The kinetics of maltose oxidation by N-bromosaccharin (NBSA) was investigated in aqueous acetic acid medium under acidic conditions, with and without cetyltrimethylammonium bromide (CTAB), a cationic surfactant. Additionally, the Piszkiewicz model was utilized to elucidate the micellar effect. The reaction was studied at a constant ionic strength of 0.1 mol dm-3 (maintained using sodium perchlorate) and at a temperature range of 313.15-343.15 K. Under pseudo-first-order conditions ((maltose) ≫ (NBSA)), the reaction followed first-order kinetics with respect to (NBSA) and showed a fractional-order dependence on (maltose). Reactions were conducted in 10% v/v, 20% v/v and 30% v/v acetic acid-water mixtures, and the pH was maintained using perchloric acid. The rate increased with rising acetic acid content, indicating enhanced reactivity of protonated oxidant species. In the absence of CTAB, the oxidation proceeded at a moderate rate, while the addition of CTAB (0–5 × 10⁻3 mol dm⁻³) led to a significant enhancement, confirming micellar catalysis.
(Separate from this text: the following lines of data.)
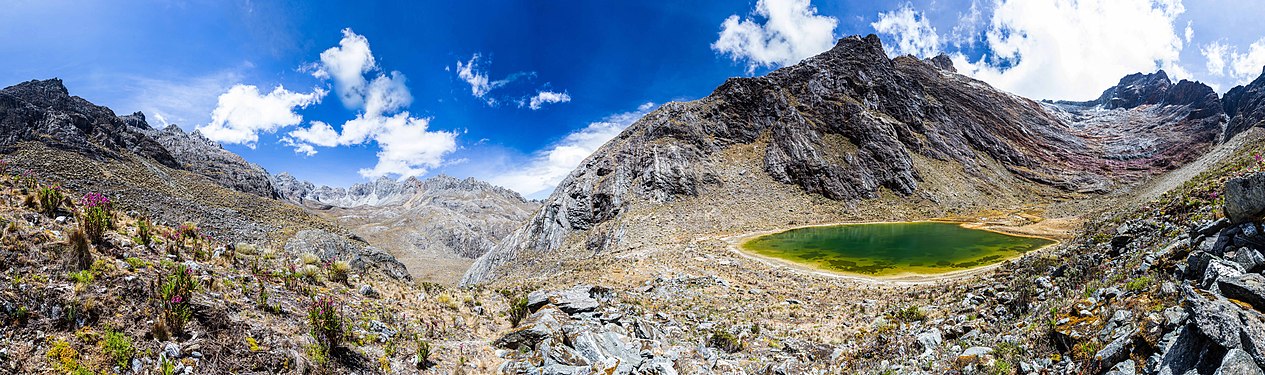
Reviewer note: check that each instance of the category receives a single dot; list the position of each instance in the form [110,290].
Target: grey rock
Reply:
[1250,259]
[1218,269]
[203,156]
[1213,318]
[1116,351]
[330,247]
[1189,351]
[844,124]
[1239,362]
[1123,368]
[1249,288]
[930,341]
A break in the plot of rate constant versus (CTAB) corresponded to the critical micelle concentration (CMC), indicating the transition to micelle-assisted oxidation. Under various thermal conditions the Arrhenius activation energy along with various thermodynamic activation characteristics are evaluated. A mechanistic pathway is proposed involving the electrophilic attack of NBSA on maltose, facilitated by the microenvironment of the CTAB micelles. The study demonstrates that CTAB significantly enhances the oxidation rate by modifying the reaction pathway, which underscores the utility of surfactant systems in tuning the kinetics of carbohydrate oxidation.